Court Opinion

ID: 7192481
Source: CourtListenerOpinion
Date Created: 2022-07-24 16:58:41.262098+00
Date Added: 2024-06-11T16:16:13.765696
License: Public Domain

On Application bob Rehearing.
We thought and still think questionable that a judicial admission made, not by a tutrix herself, but by her agent, and made) not in a suit actually pending against her wards, but in a previous proceeding, can, in a subsequent suit against those wards, be justly considered as the highest evidence of the fact acknowledged in the agent’s admission.
Be this as it may, the Civil Code expressly provides that a tutor administers by himself alone — Art. 351. The Code of Practice, “ that action against minors must be brought directly against their tutors — C. P. 115; and that in all suits brought in their, name, their tutors act themselves without making them parties to the actions — C. P. 109. They are sued or sue through the interventions of their tutors — C. P. 108.
The Code of Practice also provides that all suits brought against curators and other administrators (in the last mentioned class tutors are included), and brought during the time of their administration, shall, after the expiration of their time as to tutors, that is, when their wards attain the age of majority, and even after they, the curators and other •administrators, have rendered their accounts to the heirs, be continued and tried without any other formality, except that of making the heirs parties, which shall be ordered by the court on motion of any one of the parties, or on application of such heirs themselves. C. P. 120.
How, in a court of record, do we ascertain who are or have been made parties to a suit ? Is it by merely inquiring who ought to have beén cited or notified, or is it by opening the file and referring to citation and notices, if any there be, and to the returns thereon ? By what fiction of the law can those who were minors, and not in court when a suit was commenced, be presumed to be in court on the very day on which they attain their majority, though the contrary may appear ?
In “Martel vs. Richard,” what did the court hold ? That the tutor represents the minors so completely, that when he has once brought a suit for them, or answered an action against them, no further petition or answer can be required on their behalf, and the court added: “ That *1420care should be taken in an action of that kind, that judgment should be rendered in favor of those heirs who have attained their majority, as well as the tutor of those who are still minors.” The court meant that a suit properly brought by the tutor for his ward may be prosecuted by the ward, as a plaintiff, after attaining his majority, without the necessity of a new citation or any change in the tutor’s pleadings, but it did not hold that a valid judgment can be rendered against a defendant who has not been cited or notified, and has not appeared.

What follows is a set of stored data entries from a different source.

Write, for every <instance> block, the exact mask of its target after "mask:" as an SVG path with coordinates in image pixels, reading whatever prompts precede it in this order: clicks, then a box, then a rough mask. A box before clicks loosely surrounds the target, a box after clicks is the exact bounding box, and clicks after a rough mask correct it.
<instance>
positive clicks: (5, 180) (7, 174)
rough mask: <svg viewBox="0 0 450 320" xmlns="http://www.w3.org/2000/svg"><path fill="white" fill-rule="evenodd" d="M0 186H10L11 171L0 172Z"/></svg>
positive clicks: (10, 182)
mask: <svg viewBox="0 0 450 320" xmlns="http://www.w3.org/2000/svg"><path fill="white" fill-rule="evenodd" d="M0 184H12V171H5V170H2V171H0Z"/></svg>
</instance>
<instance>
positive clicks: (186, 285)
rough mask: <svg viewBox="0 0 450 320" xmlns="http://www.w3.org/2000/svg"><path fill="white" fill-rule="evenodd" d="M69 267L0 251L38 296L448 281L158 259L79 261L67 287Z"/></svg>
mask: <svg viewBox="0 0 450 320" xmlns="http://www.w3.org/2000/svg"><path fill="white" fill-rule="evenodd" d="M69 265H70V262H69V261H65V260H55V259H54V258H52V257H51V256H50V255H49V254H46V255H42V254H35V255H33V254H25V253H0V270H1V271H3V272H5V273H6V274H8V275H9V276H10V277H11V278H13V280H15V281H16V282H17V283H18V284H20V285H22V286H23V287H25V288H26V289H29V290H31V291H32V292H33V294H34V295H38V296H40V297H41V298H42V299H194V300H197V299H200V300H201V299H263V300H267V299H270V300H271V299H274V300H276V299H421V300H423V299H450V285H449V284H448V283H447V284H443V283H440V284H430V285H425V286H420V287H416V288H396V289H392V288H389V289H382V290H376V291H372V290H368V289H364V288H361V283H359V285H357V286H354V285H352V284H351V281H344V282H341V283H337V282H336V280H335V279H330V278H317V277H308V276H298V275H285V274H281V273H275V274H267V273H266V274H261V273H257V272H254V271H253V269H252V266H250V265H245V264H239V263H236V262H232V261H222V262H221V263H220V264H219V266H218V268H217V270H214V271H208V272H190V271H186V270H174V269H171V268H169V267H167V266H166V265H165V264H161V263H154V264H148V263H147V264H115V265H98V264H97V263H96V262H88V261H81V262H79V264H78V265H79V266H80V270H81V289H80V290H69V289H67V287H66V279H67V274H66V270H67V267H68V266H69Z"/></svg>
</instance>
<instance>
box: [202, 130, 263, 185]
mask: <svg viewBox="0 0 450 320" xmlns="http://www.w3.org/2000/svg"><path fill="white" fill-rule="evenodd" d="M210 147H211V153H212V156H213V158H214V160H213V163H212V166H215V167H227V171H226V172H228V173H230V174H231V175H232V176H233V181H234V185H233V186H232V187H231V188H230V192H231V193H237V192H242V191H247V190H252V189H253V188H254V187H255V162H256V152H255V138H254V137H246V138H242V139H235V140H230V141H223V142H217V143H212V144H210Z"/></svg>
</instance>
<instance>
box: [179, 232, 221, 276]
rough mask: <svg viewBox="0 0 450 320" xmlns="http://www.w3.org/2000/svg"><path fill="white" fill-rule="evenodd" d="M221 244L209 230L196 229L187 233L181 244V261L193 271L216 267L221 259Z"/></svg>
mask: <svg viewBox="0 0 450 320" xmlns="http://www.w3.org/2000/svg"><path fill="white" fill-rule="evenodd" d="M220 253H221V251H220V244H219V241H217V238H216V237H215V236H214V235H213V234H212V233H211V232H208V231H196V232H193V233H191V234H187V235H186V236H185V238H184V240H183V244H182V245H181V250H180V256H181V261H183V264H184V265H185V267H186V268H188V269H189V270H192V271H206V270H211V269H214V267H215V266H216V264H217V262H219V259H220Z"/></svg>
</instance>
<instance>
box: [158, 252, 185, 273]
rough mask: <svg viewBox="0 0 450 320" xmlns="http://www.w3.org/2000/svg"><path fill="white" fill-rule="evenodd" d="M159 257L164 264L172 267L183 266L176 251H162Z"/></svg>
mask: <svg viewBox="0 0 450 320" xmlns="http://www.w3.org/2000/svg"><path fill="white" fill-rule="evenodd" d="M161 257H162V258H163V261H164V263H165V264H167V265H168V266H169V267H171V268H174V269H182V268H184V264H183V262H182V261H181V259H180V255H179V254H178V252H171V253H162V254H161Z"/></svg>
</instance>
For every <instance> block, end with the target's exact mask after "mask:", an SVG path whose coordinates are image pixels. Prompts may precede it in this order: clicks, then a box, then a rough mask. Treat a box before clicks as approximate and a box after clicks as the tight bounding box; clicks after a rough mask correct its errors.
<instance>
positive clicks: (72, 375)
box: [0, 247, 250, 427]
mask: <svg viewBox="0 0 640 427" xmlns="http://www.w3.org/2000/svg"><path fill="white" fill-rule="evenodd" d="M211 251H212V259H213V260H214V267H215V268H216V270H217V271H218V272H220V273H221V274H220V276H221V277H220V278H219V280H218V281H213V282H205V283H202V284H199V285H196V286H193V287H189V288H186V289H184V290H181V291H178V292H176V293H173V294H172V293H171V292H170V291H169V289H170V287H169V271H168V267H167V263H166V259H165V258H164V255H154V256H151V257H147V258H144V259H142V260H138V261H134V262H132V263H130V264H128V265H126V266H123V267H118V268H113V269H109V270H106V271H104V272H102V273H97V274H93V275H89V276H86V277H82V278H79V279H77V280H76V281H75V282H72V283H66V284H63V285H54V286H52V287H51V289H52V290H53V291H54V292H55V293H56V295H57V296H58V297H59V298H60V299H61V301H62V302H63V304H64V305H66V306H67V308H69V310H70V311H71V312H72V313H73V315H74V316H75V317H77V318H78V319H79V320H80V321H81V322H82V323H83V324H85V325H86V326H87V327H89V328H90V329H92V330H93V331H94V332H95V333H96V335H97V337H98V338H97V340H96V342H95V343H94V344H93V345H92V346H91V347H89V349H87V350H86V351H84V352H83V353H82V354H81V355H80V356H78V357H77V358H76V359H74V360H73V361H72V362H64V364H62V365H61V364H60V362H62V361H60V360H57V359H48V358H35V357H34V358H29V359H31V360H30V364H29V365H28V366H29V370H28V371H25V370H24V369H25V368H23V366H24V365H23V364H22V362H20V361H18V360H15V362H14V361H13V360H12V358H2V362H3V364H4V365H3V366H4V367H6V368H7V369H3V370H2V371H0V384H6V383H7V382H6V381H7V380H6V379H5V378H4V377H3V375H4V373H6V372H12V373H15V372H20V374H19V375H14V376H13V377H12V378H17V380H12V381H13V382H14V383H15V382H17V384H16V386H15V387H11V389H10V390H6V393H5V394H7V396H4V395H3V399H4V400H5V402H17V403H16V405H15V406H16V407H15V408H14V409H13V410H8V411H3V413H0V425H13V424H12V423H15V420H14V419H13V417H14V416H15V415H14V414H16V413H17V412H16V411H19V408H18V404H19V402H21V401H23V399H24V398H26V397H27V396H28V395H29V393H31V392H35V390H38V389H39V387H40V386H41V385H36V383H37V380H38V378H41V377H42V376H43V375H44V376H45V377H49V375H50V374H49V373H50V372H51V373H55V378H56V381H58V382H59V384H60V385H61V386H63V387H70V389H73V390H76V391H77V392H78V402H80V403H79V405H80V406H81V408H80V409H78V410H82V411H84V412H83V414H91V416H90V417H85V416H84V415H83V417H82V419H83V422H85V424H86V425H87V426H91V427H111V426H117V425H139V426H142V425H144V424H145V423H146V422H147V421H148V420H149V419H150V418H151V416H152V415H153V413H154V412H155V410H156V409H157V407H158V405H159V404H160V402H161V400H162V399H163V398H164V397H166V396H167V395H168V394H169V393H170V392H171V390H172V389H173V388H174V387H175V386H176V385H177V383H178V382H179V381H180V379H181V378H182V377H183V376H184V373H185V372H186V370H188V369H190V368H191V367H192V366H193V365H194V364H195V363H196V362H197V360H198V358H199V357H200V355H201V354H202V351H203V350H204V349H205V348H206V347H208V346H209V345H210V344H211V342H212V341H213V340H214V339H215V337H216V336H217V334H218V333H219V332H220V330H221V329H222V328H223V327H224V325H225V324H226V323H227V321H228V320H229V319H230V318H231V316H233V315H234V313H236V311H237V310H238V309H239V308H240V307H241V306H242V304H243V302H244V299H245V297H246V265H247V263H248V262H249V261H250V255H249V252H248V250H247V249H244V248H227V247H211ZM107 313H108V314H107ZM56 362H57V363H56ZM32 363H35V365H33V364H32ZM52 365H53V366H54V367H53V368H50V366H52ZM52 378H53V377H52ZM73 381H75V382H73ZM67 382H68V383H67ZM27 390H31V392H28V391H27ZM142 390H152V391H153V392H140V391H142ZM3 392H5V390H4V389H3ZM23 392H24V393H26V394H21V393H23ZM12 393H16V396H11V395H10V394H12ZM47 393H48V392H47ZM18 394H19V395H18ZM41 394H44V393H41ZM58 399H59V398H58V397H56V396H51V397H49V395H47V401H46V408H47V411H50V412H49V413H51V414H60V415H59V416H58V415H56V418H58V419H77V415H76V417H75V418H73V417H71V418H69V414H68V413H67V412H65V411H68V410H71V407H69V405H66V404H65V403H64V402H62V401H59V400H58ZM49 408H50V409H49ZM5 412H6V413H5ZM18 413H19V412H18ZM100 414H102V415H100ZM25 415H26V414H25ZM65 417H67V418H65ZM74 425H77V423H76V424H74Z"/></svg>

If the court had so decided — if it had decided that the fact that, when the suit was filed, the tutor alone was in court, created, as to that suit, a tacit agency, and, by implication, empowered the tutor to continue representing his ward, after the latter had attained the age of majority, then, under the quoted authority, the appeal taken by the tutrix of defendants would be properly before us. 15 An. 598.
We have here, as -parties to this appeal, all those who appear to have been in the lower court from the inception of this suit until this appeal was granted, and no cause has been shown to justify its dismissal.
The rehearing is, therefore, refused.